Q: I'll be moving in with my boyfriend in the next month and obviously there will be sex involved--yay. But we've always had the same problem: I have no confidence in bed (or with myself, really) and can't speak up enough or be bold enough to get off. It's bad enough that I can't be on top during sex because I can't focus and assume he's not enjoying it. How do you teach confidence?
A: Confidence isn’t really something I can teach you. Confidence is something you either feel or you don’t, and if you aren’t feeling it, my best advice is to fake it.
Think of how you’d act if you did feel confident in bed: would you enjoy yourself more? Switch positions more often? Take a more active role? Talk dirty? Wear lingerie? Whatever it is that you’d do as a confident person that you’re not doing now, try doing anyway. You don’t have to feel confident to act confident, right?
So let go of the idea that there’s some kind of magic switch that needs to get flipped before you can start having the kind of sex you want to have. We tend to believe our feelings must dictate our behavior—in other words, that you have to feel uninhibited and sexy to behave like an uninhibited and sexy lover. But in reality, it’s backwards: how we act affects how we feel. Think of someone who runs 10 miles a day, and therefore feels athletic, energized, and in shape. If that person waited until she felt fit and healthy to start working out, she’d never even lace up her running shoes! She feels physically fit because she runs, she doesn’t run because she feels fit, right?
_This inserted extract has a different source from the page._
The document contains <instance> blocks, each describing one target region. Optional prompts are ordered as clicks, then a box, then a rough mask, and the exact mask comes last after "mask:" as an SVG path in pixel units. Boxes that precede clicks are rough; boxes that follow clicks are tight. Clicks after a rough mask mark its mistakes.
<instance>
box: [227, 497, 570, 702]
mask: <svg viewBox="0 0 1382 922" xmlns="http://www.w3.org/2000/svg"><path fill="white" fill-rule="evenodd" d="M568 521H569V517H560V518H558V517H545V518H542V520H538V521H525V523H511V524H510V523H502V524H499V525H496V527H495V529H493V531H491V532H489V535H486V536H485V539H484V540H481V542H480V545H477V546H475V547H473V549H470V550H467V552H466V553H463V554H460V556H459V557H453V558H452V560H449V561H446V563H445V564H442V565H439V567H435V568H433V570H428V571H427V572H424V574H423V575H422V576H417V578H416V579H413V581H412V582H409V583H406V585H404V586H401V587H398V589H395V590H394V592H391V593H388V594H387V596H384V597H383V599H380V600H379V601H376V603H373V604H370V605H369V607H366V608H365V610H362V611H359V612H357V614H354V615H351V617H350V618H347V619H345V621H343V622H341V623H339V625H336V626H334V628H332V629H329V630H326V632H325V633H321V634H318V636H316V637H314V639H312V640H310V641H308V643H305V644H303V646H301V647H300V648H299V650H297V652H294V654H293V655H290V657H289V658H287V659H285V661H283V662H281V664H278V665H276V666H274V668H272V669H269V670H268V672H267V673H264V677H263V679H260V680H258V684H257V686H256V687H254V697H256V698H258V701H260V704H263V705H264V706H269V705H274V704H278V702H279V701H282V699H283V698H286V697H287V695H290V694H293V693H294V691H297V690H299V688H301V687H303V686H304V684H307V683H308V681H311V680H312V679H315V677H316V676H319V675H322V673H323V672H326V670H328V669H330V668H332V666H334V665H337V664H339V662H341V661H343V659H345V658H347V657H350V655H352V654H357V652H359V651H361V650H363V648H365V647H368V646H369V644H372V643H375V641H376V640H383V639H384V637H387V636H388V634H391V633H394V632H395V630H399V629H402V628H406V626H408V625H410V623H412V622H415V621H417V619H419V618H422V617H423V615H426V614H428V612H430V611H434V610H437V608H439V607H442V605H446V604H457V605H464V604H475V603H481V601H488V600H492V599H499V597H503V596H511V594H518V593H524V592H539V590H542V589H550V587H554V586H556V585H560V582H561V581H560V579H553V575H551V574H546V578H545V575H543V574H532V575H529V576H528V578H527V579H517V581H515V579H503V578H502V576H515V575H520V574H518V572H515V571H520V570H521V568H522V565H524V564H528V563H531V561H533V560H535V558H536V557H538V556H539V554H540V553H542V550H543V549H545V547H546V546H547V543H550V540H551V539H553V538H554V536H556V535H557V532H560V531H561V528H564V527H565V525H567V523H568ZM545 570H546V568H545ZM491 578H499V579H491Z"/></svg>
So fake it. Think of all the things you’d do if you felt confident in bed, and do them. Make a deal with yourself: tell yourself you’re allowed to feel as shy as you like in bed, as long as you act like the bold, sensual vixen you’ve always wanted to be. Concentrate on the external factors—what would that vixen say? What would she wear? What kind of positions would she try? Copy her exactly. Buy her a wardrobe, sexy footwear, and props. Remember: you don’t have to feel anything, as long as you’re impersonating her exactly as you imagine her in every detail.
Once you’re regularly having the kind of sex you’ve always dreamed of having, you’ll be amazed at how much confidence you gain. Like the athlete who feels physically fit because she runs 10 miles a day, your sense of sexual well-being will develop as you practice your new skills and pretty soon, you won’t be faking a single thing.